When zip codes are exported from a database, it sometimes includes a dash at the end (in casethe 9 digit zip code is available). To remove those dashes in your Excel file before merging with your Word document (note that this process will lose the extra 4 digits in any 9 digit zip codes from your database):

  1. Add a new column in the spreadsheet to the right of the Zip Code column.
  2. Click on the Zip Code column
  3. Select Data -->Text to Columns
  4. Select "Delimited"
  5. Click Next
  6. Check the "Other" checkbox; enter a dash in the box next to "Other"
  7. Click Next
  8. Ensure the Zip Code field is highlighted in the Convert Text to Columns Wizard window
  9. Select "Text" as the data type (this will ensure you don't lose the leading zeros in your zip codes)
  10. Click Finish

You should now have the 5 digit zip codes in the zip code column.
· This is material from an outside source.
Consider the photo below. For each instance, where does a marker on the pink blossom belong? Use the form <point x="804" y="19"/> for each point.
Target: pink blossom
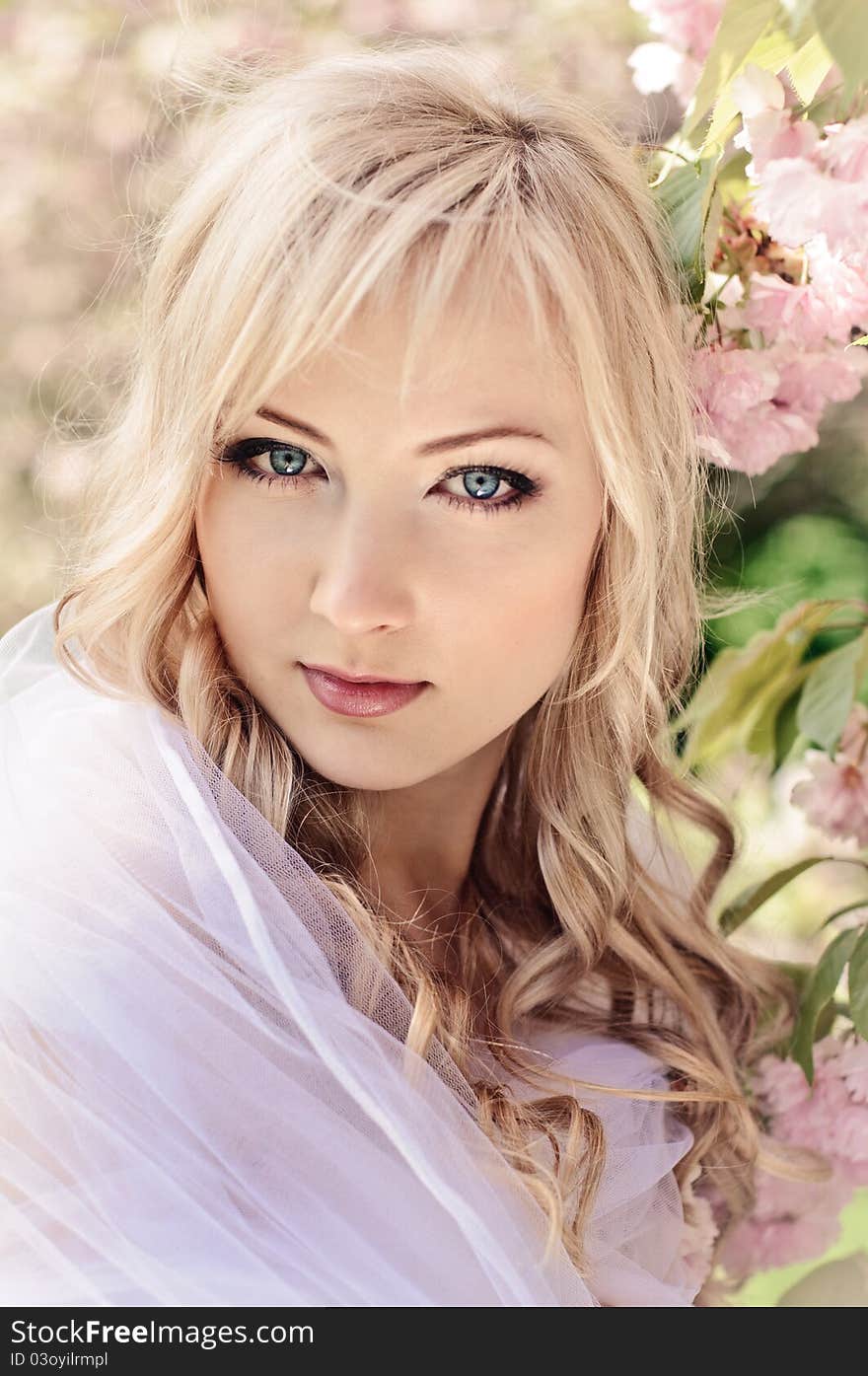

The extra column you added to the right will hold the extra 4 digits for any person who had it in their record; it can be deleted before merging with Word.

Adding leading zeros to Zip Codes

When zip codes are exported from a database, the leading zeros are often dropped. To add these zeros back in (and make sure they aren't dropped again when the data is merged with Word!), you'll want to change the format of the Zip Code field to Text (with 5 characters):

  1. Add a new column in the spreadsheet to the right of the Zip Code column.
  2. In the field to the right of the first zip code in the list, type the following formula: =TEXT(<x>,"00000"), where x is the cellname of the first zip code in the list. For example, if the Zip Code column is column F, and the first row of data is in row 2, you will type =TEXT(F2,"00000"). This tells Excel that you want the Zip Code from Cell F2 formatted as Text, always with 5 characters.
  3. Press <Enter>. The zip code in the new column will display properly.
  4. Copy this formula to all cells in this new column. Start by clicking on the properly displayed zip code.
  5. Move your mouse pointer until it is on the lower right hand corner of the cell. It will look like a small black plus sign (+).
  6. Hold down the mouse button and drag down until you are at the cell next to the last zip code in the original Zip Code column.
  7. Release the mouse button. The formula is now copied to all selected cells.
  8. To store the new values (and not just this new formula), select the new column (click on the column letter on the top of the column).
  9. Select Format --> Cells
  10. On the Number tab, choose Text.
  11. Click OK to change the format of the new column to Text instead of Number.
  12. Select the new column again.
  13. Select Edit --> Copy to copy the new zip codes
  14. Select the original Zip Code column.
  15. Select Edit --> Paste Special.
  16. Choose "Values" on the Paste Special Dialog Box.
  17. Click OK
  18. Select the new column (with the formulas).
  19. Select Edit --> Delete to delete the entire column.
  20. Add the column header "Zip" or "Zip Code" to the updated Zip Code column.

You are now done and ready to merge this spreadsheet into your Word file. Any zip codes with leading zeros will print those zeros.